The clarification comes after many firms received tax demands after premiums were paid over the 'fair price' or 'fair market value' for fresh equity or preference shares. The demands could be withdrawn in the coming weeks, a source told the paper.
On a notification dated December 31, the government said fresh issuance of shares at a premium, in most cases, should be outside the tax ambit. "The clarification would positively impact all situations where valuations were challenged by the taxman for fresh issuance of shares," Deloitte India partner Rajesh H Gandhi told the paper.
The Revenue Department would have to withdraw tax demands sent earlier as the circulars are binding on the Income Tax Department, except in cases where litigation is on and the case is pending before the courts, Gandhi added.

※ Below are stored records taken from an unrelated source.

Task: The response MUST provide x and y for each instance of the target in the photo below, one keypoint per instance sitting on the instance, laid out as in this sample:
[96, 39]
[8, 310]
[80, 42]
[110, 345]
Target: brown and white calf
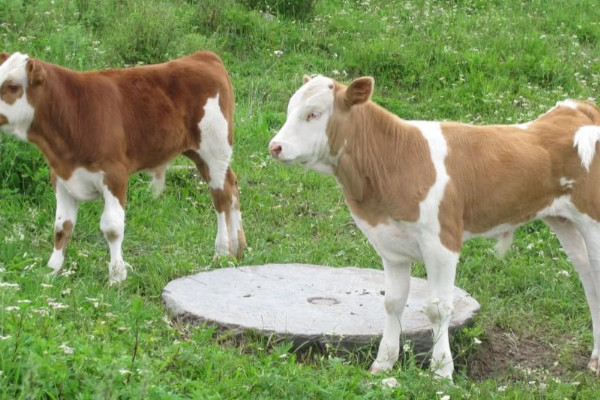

The department had asked the companies to pay 30 percent tax on the differential over and above the fair market value in December 2018, according to the report. It had issued notices under two I-T sections: 56(2) and 68.
Section 56(2) covers the issue of shares while Section 68 deals with unexplained cash credits. Experts told the paper that the clarification is a recognition that such valuation premiums can be legitimate.
The tax regulations were modified in 2010 to prevent money laundering. "The intention of bringing this section in the Income Tax Act, 1961, was to prevent the transfer of shares at substantially less value done with the intention to facilitate the conversion of black money," Amit Maheshwari, partner, Ashok Maheshwary and Associates told the paper.
The intended consequence of this provision was that it could have been invoked even in case of fresh issue of shares, Maheshwari added.
The move may also bring some relief to startups on the angel tax front. Experts told the paper that while the clarification doesn't specifically deal with the I-T law used to tax premiums involving startups, the logic could be extended to them.